By Jeff Clemetson | Editor
Courts issue counter rulings in Alpine lawsuit
A seemingly schizophrenic set of court rulings this month in the lawsuit for millions of dollars in bond money, brought on by backers of a new Alpine high school against Grossmont Union High School District, had both sides alternating claims of victory and defeat.
The lawsuit, which was filed by the Alpine Union School District and a group calling itself the Alpine Taxpayers for Bond Accountability, seeks to make GUHSD hold aside $42 million for a new high school they say was promised in Propositions H and U. And after a court ruling in June that ordered GUHSD to set aside the bond money, it appeared the Alpine school backers were going to win –– but then they didn’t.
On Oct. 29, Superior Court Judge Joel Pressman reversed his own ruling and issued a tentative decision to dismiss the Alpine lawsuit and cancel a hearing scheduled for early December. Following oral arguments made in court on Oct. 30, Pressman formally dismissed the lawsuit on Nov. 3.
In a press statement from GUHSD issued that day, Superintendent Ralf Swensen said the ruling was a “welcome end” to the lawsuit.
“Judge Pressman carefully evaluated the facts of the case and points of law and concluded that the Alpine district’s case was without merit,” Swensen said. “We wholeheartedly agree with his decision.”
It appeared that GUHSD had won its case –– but then that changed.
Just hours after Pressman issued his dismissal of the lawsuit, an appeals court upheld the judge’s earlier decision in favor of affirming the Alpine school’s right to the Props H and U bond money.
In light of the appeals court decision, Pressman then ordered both sides back to court on Nov. 6 for a status conference and scheduled a new hearing for Dec. 17 at 9:30 a.m. The judge also suggested both sides consider a settlement and offered to facilitate one himself. He also suggested finding another judge because of his own previous, unsuccessful attempts to get both sides to settle.
In Pressman’s decision to reverse his previous ruling and dismiss the lawsuit, he said that Props H or U are not “contracts to build” a new high school. He cited the wording of both propositions that state GUHSD has the right to decide the priority of the hundred or so projects proposed in the propositions and clauses in Prop U that the district has to exceed a threshold of students before the Alpine school can be built. That threshold has not been met since 2012, Pressman ruled.
The appeals court’s decision, however, agreed with Pressman’s earlier ruling that Props H and U did intend for an Alpine school to be built. That decision cited the court was correct in ruling that “a high school has been promised to voters at some point and there is an expectation that funds from [Prop] U would be used to finance construction.” The appeals court also cited the fact that Prop U mentions the specific location of the proposed high school in the “Alpine/Blossom Valley Area” as proof of the proposition’s intention to build it.

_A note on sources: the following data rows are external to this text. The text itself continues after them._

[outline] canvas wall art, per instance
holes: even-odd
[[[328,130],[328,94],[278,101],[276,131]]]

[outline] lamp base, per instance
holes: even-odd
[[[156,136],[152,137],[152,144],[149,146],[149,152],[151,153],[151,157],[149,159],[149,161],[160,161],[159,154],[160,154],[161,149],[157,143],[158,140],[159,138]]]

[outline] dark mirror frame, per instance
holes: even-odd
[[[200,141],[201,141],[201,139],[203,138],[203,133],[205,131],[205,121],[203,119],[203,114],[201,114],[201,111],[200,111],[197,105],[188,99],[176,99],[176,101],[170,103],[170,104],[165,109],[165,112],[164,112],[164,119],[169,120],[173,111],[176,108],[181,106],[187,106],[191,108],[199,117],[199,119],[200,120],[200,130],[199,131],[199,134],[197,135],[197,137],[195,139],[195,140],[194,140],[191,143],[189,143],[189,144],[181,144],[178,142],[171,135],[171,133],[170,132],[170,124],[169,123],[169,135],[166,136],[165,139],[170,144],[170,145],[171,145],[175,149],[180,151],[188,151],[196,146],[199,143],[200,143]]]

“Judge Pressman flipped Prop 39 on its ear when he reversed his decision and gave the board discretion over a voter-approved project,” said Priscilla Shreiber, who is in the minority of GUHSD board members that support building the Alpine school. Prop 39 is a state law that says money from bond measures must be spent on what the bond intended the money for.
“They’ve moved a lot of money to other projects,” she said, adding that some of the projects the district has approved with bond money are not specifically mentioned in the language of the proposition. Schreiber said the bond measure was sold to taxpayers to build a new Alpine high school, improve energy efficiency and to fix buildings that are in disrepair. “You fix those before you build $20 million performing arts centers that weren’t voter-approved,” she said.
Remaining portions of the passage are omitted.